After running out of dollars to pay for food and petrol, Sri Lanka said on Tuesday that it will sell long-term visas to bring in much-needed foreign money.
The “Golden Paradise Visa Program” allows foreigners who invest a minimum of $100,000 locally to live and work in Sri Lanka for a period of ten years.
The government said in a statement that the money should be kept in a local bank account throughout the visitor’s stay.
According to Sri Lankan media minister Nalaka Godahewa, “this initiative would aid Sri Lanka at a time when we are experiencing the biggest financial crisis since our independence.”
The government will grant any foreigner who purchases a residence on the island “a five-year visa”.
Thousands of protesters camped out in front of President Gotabhaya Rajapaksa’s oceanfront office to call for his resignation in the wake of acute shortages of food, gasoline, and medical.

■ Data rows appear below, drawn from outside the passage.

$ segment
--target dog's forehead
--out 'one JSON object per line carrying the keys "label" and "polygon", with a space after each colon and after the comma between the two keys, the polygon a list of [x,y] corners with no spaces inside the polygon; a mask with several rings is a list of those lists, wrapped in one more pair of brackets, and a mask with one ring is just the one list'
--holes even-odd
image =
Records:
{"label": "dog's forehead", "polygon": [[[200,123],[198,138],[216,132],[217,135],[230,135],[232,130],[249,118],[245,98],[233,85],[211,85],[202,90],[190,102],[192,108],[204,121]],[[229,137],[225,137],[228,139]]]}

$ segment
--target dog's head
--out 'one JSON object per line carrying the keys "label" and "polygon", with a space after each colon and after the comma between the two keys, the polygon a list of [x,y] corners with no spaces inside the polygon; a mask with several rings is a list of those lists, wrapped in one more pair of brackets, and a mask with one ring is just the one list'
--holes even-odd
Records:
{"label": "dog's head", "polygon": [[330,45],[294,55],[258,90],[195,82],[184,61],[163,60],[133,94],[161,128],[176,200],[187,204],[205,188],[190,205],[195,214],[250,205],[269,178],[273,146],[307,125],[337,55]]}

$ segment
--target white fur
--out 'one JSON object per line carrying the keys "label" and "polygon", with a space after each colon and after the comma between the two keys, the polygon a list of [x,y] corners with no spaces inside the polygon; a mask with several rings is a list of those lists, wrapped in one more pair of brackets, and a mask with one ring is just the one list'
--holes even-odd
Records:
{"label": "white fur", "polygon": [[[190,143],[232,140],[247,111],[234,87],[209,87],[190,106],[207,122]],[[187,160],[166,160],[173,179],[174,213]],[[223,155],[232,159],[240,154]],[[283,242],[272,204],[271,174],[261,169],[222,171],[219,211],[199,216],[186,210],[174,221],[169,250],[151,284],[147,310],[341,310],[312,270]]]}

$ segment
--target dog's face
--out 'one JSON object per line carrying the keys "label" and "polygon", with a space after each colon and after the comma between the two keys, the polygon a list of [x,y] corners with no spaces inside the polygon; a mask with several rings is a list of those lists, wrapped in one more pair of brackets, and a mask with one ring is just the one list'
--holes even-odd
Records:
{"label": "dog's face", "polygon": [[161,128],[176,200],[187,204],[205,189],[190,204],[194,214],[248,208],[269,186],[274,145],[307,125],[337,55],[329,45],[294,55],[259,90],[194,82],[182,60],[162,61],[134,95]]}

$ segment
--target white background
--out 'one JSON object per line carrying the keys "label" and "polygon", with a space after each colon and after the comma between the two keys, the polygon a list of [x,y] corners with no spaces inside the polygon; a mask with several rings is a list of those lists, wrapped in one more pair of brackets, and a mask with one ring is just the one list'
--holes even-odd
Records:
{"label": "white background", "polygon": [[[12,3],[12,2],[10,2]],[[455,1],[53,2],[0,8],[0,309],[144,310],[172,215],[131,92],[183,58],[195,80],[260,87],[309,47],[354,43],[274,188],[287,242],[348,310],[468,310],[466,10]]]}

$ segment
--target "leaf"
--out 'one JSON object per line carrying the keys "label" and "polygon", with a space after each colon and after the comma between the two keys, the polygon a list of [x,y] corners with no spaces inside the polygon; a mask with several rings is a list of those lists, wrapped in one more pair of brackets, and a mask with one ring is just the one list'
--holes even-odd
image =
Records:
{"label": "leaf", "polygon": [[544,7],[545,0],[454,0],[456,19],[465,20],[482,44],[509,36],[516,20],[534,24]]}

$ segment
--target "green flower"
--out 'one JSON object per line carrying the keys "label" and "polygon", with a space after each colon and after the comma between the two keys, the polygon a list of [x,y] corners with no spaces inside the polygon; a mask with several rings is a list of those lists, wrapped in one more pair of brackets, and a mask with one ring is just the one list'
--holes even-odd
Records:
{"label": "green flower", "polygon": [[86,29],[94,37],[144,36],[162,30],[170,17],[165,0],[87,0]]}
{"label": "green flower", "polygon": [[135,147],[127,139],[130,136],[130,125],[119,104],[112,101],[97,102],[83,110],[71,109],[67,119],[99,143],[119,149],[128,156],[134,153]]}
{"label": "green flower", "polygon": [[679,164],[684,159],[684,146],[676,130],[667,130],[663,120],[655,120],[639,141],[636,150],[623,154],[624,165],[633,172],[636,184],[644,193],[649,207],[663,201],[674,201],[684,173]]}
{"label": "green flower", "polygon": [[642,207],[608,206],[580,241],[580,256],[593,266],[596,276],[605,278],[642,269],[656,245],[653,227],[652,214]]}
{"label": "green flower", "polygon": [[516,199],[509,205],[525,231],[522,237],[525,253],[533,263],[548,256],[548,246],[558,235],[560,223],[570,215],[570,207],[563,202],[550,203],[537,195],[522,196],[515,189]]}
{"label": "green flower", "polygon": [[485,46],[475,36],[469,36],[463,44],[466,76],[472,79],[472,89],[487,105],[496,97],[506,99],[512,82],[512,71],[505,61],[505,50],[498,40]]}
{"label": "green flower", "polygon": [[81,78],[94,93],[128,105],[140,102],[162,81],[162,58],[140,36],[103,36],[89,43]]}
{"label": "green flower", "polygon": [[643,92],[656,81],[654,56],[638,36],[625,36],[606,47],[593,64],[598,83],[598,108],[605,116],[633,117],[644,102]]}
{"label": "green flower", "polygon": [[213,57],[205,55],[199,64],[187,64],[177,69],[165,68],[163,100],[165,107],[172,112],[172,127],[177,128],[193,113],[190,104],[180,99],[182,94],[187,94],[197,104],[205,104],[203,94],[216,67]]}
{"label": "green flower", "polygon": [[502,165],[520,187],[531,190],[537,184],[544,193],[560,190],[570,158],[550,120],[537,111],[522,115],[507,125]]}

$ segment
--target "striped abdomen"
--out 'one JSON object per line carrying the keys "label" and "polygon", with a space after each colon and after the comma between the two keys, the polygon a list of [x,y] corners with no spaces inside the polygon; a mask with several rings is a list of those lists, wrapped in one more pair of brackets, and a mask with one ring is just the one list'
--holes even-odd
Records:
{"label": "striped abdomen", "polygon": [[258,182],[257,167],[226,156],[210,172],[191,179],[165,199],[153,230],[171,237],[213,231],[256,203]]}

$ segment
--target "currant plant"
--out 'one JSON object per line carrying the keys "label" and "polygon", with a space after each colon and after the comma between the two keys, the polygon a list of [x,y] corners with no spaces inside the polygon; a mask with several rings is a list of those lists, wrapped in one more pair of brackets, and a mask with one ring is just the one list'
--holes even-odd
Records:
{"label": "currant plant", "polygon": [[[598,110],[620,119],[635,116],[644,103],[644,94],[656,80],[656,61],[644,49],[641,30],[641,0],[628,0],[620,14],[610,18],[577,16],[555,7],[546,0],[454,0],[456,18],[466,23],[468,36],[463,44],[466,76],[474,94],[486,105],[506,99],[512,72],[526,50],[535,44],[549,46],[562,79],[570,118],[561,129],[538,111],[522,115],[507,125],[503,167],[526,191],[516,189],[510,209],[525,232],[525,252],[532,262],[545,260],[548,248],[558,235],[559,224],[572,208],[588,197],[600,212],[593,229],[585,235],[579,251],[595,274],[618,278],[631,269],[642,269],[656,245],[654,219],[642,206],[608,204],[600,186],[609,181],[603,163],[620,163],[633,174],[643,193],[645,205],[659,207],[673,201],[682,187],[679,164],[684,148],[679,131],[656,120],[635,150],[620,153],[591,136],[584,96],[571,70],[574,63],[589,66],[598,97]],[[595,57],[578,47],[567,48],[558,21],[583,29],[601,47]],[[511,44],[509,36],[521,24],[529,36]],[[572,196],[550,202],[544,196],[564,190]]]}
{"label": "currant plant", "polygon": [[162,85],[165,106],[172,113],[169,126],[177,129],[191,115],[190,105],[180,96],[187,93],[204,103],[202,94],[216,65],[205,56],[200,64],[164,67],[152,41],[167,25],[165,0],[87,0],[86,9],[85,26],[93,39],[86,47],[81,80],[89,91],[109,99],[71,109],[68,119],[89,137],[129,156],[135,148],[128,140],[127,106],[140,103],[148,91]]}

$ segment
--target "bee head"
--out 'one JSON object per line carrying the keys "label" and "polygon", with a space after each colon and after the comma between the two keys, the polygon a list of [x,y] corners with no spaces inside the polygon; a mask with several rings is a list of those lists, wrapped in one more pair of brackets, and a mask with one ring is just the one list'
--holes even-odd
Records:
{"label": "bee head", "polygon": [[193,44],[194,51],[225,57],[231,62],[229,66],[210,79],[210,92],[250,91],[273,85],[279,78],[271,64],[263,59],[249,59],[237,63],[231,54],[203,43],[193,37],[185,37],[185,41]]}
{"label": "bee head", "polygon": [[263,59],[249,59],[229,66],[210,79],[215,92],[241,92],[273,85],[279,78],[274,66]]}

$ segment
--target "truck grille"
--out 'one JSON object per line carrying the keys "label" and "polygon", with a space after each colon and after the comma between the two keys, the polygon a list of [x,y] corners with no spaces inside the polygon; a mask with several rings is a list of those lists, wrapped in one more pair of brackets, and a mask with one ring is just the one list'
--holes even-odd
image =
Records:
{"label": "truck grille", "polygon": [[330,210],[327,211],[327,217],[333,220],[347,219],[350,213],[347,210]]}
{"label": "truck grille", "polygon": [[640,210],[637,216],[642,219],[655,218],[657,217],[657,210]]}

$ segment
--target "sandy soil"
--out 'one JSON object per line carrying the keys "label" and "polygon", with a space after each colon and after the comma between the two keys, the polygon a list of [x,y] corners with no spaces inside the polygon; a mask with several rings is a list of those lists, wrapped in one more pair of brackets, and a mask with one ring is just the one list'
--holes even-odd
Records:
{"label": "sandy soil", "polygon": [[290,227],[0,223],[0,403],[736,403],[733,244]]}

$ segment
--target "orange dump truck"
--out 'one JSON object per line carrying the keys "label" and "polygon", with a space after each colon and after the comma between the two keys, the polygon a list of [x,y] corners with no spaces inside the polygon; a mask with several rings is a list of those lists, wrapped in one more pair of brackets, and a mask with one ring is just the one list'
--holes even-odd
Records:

The administration has shown a willingness to examine constitutional revisions that would limit the president’s authority following his 2019 election when he granted himself extensive powers to select and dismiss ministers, judges, and other public workers.
Additionally, his administration reversed democratic changes that granted statutory independence to the police, civil service, electoral commission, and judiciary, among others.
After the coronavirus epidemic decimated Sri Lanka’s tourist and remittances industries, the country’s economic collapse began to take hold.
Huge queues snake around service stations as residents wait in long lines for petrol and kerosene to be rationed by power companies unable to pay for fuel imports.
A lack of essential medicines in hospitals has sparked an appeal from the government, while record inflation has made life even more difficult for many people.
Negotiations with the International Monetary Fund on a bailout for Sri Lanka began last week in Washington, D.C.